1. BRITAIN


1. BRITAIN

The Times, London, April 14: Forty years ago Gene Kranz, as flight director for the Apollo 13 mission to the Moon, was faced with the potential loss of three astronauts losing oxygen 200,000 miles from Earth. He ordered the mission’s back-up crew to report to Mission Control in Houston and plug the leak in a dummy command module using only the tools, duct tape and ingenuity available to the men that he had to save. Failure, he said, was not an option.
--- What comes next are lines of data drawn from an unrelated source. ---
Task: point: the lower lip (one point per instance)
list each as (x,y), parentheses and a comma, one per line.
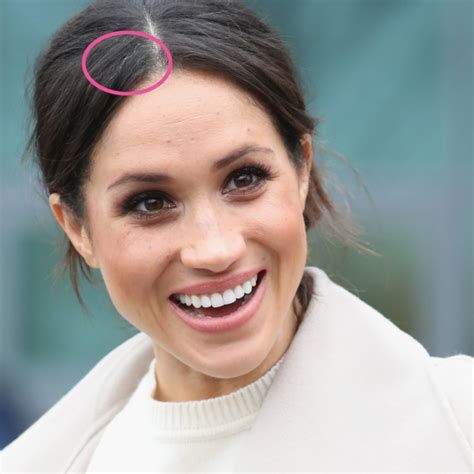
(225,323)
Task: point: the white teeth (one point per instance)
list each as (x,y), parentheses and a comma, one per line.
(217,300)
(229,297)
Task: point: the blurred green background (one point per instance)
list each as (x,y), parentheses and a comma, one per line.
(391,80)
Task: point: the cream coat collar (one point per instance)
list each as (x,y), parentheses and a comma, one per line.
(354,393)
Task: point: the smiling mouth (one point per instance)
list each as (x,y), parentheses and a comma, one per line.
(225,310)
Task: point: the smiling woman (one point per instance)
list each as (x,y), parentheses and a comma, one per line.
(194,202)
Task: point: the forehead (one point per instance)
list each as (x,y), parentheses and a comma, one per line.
(189,109)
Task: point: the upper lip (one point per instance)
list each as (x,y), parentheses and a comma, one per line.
(217,286)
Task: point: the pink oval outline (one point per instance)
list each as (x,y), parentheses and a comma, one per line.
(120,33)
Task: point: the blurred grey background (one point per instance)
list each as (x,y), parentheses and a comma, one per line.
(391,80)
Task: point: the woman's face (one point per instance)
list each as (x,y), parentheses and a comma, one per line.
(202,224)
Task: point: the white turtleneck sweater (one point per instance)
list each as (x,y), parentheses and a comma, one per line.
(195,436)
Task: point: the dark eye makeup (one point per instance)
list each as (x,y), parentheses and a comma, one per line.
(261,171)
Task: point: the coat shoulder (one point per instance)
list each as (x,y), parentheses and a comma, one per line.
(454,376)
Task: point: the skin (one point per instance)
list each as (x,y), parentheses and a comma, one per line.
(181,128)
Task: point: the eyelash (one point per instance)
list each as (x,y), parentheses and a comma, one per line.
(261,170)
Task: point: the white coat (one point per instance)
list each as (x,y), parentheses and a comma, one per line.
(354,394)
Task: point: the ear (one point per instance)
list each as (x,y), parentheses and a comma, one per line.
(76,232)
(307,145)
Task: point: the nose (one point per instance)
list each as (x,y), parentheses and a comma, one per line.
(212,242)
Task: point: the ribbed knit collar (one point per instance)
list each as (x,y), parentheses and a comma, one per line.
(199,419)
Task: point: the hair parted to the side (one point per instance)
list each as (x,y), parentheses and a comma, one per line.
(221,37)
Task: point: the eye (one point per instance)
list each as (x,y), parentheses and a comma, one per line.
(243,177)
(151,204)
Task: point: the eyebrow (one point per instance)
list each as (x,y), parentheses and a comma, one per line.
(164,178)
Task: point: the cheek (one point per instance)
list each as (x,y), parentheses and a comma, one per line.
(130,264)
(279,221)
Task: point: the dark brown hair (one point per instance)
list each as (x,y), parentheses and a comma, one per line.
(223,37)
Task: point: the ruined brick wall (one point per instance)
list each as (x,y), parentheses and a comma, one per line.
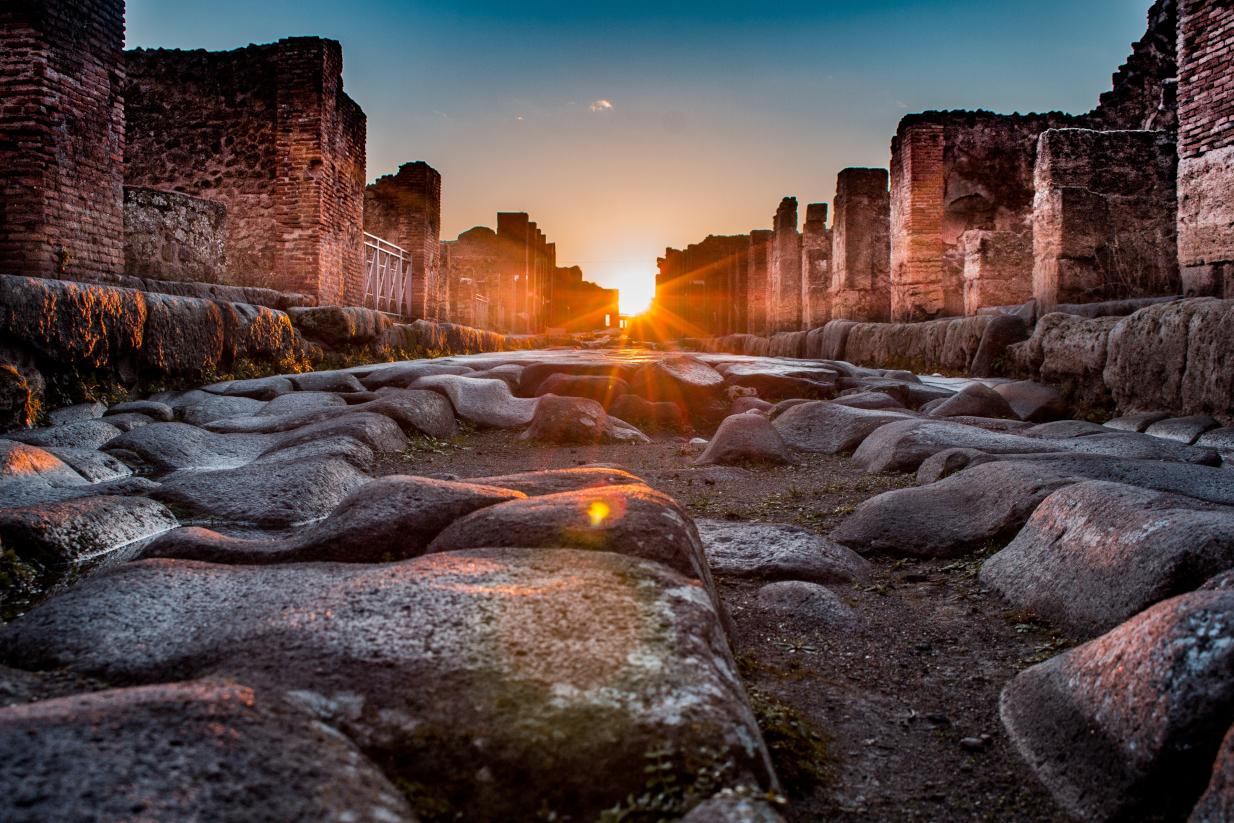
(758,283)
(405,209)
(62,137)
(816,263)
(1206,147)
(981,179)
(172,236)
(225,153)
(860,284)
(473,270)
(1144,95)
(1105,219)
(268,131)
(785,269)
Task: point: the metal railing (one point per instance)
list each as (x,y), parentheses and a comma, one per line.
(386,277)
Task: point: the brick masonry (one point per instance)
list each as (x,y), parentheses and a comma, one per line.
(1206,147)
(860,283)
(405,209)
(173,236)
(62,137)
(268,131)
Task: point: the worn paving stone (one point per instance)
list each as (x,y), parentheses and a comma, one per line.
(1127,726)
(265,494)
(569,665)
(156,411)
(184,752)
(298,402)
(391,518)
(811,603)
(82,434)
(211,407)
(1184,430)
(93,465)
(987,502)
(975,400)
(679,379)
(62,541)
(335,381)
(745,438)
(77,413)
(778,552)
(483,402)
(1217,803)
(401,375)
(1137,423)
(826,428)
(870,400)
(905,444)
(1033,401)
(537,484)
(1095,554)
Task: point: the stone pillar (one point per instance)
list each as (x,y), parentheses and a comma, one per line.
(1105,217)
(321,172)
(860,286)
(816,262)
(786,268)
(758,283)
(917,201)
(62,138)
(405,209)
(1206,147)
(997,269)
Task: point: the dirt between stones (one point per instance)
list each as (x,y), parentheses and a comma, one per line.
(906,711)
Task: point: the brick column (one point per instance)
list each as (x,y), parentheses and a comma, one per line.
(917,200)
(1206,147)
(62,137)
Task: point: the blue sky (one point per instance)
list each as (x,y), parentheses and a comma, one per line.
(627,127)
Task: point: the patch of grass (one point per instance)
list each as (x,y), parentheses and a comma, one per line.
(800,752)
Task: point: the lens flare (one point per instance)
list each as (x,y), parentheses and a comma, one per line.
(599,512)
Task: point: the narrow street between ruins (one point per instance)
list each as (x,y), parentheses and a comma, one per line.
(906,708)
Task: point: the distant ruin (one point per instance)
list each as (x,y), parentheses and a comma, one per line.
(979,211)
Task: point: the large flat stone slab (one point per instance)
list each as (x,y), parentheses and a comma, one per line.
(829,428)
(1096,553)
(1127,726)
(778,552)
(267,494)
(903,446)
(484,402)
(391,518)
(987,502)
(569,665)
(184,752)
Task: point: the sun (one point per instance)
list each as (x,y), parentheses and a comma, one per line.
(637,289)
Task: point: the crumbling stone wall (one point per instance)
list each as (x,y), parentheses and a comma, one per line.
(860,284)
(816,262)
(1105,217)
(1206,147)
(405,209)
(785,269)
(62,135)
(172,236)
(269,132)
(973,172)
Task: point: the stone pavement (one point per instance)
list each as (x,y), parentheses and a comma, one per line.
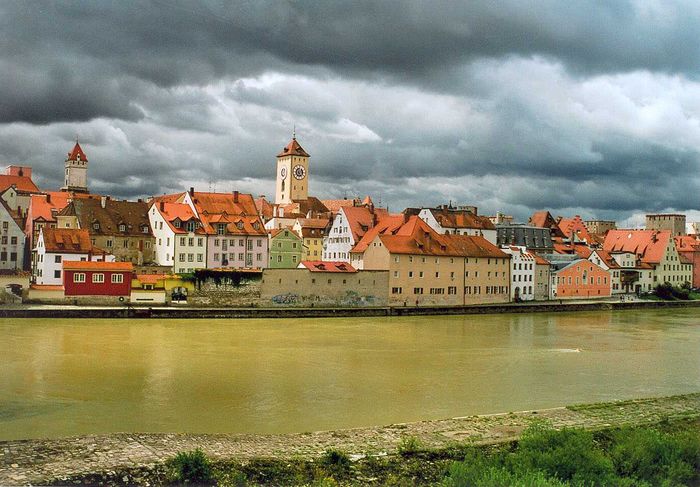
(32,462)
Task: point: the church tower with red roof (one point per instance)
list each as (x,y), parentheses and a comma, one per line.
(76,170)
(292,174)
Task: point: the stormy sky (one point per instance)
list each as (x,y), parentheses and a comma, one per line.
(586,107)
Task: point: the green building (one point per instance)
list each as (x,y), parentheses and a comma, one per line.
(285,249)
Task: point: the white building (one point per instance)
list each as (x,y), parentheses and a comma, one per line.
(459,221)
(11,239)
(181,241)
(522,271)
(349,226)
(56,245)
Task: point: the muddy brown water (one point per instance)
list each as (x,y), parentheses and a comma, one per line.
(75,377)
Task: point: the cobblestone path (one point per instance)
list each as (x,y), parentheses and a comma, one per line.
(32,462)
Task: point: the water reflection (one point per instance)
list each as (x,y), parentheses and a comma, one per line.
(65,377)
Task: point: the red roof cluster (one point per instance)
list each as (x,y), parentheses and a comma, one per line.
(323,266)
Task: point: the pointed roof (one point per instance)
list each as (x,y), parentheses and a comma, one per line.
(77,151)
(293,149)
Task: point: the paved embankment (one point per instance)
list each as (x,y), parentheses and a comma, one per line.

That was NASA’s guiding ethos throughout the 1960s, as it answered President John F. Kennedy’s call to put men on the Moon and bring them safely back to Earth. It was the mantra that guided Fred Haise, Jim Lovell and John Swigert back to a miraculous splashdown in the Pacific once they had used the duct tape to build a rudimentary carbon dioxide scrubber. It has been replaced, Kranz believes, by a recipe for mediocrity.

2. CHINA

China Daily, Beijing, April 14: The Nuclear Security Summit that ended in Washington has helped revive international hope for global nuclear security and added new impetus to efforts toward a world free from the threat of nuclear weapons.

In his speech delivered at the summit, Chinese President Hu Jintao also comprehensively elaborated China’s nuclear policy as well as its stance on strengthening nuclear security and protecting the peaceful use of nuclear energy.